Subject: RelCache (aka ELF prebinding) news
To: None <tech-userlevel@netbsd.org>
From: Bang Jun-Young <junyoung@netbsd.org>
List: tech-userlevel
Date: 12/01/2002 14:28:20
Hi folks,

I have finally made the first working implementation of ELF prebinding
"V2" available (I named it "RelCache" ;-). Here's some description on how
it performs well, how it works, how you can install it on your machine,
etc.

Benchmark
*********

A simple benchmark result with execloop shows that ld.elf_so loads
execloop in 30% less time. It was done on an Athlon XP 1800+/256MB DDR
machine.

$ time ./execloop 9999

	w/o RelCache	w/ RelCache
	  5.184s	  3.623s

For comparison, statically linked execloop took 0.967s. (Note: NetBSD's
fork/exec path for dynamically linked binary is rather unoptimized and
needs to be addressed.)

I expect much more gain with running Mozilla/KDE/GNOME with RelCache, but
haven't had time to do that myself.

Stability
*********

For normal, non-RelCached binaries, ld.elf_so works as stable as the current
one.

I had no problem with building GENERIC kernel with RelCached toolchain.
No further testing was performed, however.

Technial details
****************

When environment variable LD_PREBIND is set to some value, RelCached 
ld.elf_so(1) saves relocated segments (and part of .bss section as well, if
needed) to a disk file in /var/db/relcache as follows:

total 640
-rw-r--r--  1 root  wheel  118784 Dec  1 02:01 32471a77a73c871694e426bc1ed0395a
-rw-r--r--  1 root  wheel   32768 Dec  1 02:00 6f0e619c215d700c5a7d1d53b293da88
-rw-r--r--  1 root  wheel   32768 Dec  1 02:00 aa494b7df6268afd5317ce6deaf83a7e
-rw-r--r--  1 root  wheel  118784 Dec  1 02:01 b722a86c497416e587ec11b01f81728f

The next time the same binary is executed, ld.elf_so checks if there are
modifications in objects by comparing md5 checksum, starting address, etc.,
and if not, it reads a RelCache file and mmaps (overlays) it on the 
appropriate memory region.

With RelCached executables and shared objects, there are no data fixup
and relocation performed on process startup, and as a result, things are
loaded (much) faster.

How to use
**********

!! You must be root to perform prebinding !!

First, you should put appropriate md5 string in an executable you want to
"cache" and shared objects it depends on (eventually this should be 
integrated into ld(1) but I haven't succeeded yet). If there's any of
objects which doesn't contain .cksum section and valid checksum, ld.elf_so
won't perform prebinding on the binary.

Say you want to prebind /bin/ls.

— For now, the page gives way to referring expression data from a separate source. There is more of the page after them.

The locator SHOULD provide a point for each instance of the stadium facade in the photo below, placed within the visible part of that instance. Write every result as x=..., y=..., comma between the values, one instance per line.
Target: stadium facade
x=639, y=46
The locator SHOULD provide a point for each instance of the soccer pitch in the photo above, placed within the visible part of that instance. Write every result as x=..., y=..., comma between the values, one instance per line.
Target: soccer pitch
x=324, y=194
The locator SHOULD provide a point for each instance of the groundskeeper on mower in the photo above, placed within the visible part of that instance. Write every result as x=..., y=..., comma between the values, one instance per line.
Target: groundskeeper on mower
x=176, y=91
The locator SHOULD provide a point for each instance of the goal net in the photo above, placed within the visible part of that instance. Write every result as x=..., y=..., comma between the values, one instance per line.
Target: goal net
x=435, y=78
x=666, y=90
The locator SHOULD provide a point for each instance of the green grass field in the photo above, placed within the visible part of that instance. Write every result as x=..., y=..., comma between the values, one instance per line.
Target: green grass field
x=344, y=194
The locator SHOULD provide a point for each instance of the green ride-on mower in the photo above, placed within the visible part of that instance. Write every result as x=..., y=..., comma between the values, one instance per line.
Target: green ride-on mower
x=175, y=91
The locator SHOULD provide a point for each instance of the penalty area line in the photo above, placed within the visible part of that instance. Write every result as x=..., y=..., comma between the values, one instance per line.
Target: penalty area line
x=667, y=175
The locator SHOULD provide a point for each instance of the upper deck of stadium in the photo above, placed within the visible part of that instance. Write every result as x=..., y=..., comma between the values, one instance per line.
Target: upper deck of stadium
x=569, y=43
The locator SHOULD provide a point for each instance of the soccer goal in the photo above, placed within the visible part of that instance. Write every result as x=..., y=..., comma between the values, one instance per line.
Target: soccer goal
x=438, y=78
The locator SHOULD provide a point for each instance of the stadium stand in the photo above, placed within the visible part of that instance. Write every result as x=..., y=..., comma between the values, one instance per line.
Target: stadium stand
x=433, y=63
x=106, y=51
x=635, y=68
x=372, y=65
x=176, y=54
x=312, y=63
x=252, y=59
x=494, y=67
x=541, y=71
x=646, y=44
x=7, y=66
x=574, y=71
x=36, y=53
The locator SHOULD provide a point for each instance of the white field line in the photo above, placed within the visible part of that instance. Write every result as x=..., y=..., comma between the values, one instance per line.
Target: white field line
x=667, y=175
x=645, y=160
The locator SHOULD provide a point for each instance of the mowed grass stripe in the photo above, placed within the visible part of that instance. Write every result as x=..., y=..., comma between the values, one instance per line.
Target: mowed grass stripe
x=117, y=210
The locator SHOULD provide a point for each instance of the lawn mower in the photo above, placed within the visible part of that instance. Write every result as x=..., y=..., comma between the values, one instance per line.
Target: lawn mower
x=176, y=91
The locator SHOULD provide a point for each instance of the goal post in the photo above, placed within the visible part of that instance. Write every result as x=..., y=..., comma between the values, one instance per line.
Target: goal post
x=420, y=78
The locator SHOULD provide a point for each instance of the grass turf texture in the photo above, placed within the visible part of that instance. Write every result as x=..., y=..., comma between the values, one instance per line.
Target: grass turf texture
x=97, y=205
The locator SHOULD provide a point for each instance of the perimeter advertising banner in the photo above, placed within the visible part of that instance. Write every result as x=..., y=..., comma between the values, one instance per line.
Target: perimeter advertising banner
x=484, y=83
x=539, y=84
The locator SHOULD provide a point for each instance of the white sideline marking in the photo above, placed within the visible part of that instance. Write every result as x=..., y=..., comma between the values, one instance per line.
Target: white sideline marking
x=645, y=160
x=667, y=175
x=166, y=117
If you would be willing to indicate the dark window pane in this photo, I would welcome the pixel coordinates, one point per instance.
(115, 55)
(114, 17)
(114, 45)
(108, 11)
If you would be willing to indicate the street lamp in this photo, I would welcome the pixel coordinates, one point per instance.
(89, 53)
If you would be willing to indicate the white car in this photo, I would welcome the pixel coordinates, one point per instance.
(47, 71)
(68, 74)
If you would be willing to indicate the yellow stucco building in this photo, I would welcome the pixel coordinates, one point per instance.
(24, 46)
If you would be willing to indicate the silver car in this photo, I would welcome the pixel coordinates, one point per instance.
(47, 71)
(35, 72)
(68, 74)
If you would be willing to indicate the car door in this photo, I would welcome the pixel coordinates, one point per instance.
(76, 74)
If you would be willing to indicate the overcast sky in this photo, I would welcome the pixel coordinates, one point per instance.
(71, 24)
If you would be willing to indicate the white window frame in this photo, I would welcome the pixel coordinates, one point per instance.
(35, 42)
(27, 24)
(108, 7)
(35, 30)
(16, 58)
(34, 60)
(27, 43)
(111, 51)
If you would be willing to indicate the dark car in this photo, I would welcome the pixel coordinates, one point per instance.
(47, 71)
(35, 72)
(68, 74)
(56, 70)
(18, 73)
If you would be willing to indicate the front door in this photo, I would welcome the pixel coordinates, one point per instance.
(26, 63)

Type:

# prebind /bin/ls
Writing MD5 (/bin/ls) = 98ba26bb8aa39962576eb91a3b26b385
Writing MD5 (/lib/libc.so.12) = 4abb37378996d666336f5ae20587fc2e

prebind automatically writes md5 strings to required shared objects. md5
string is also used as the name of RelCache file.

Now you should run /bin/ls with LD_PREBIND set:

# LD_PREBIND=1 /bin/ls

If you want to see debug messages, set LD_DEBUG=1 as well.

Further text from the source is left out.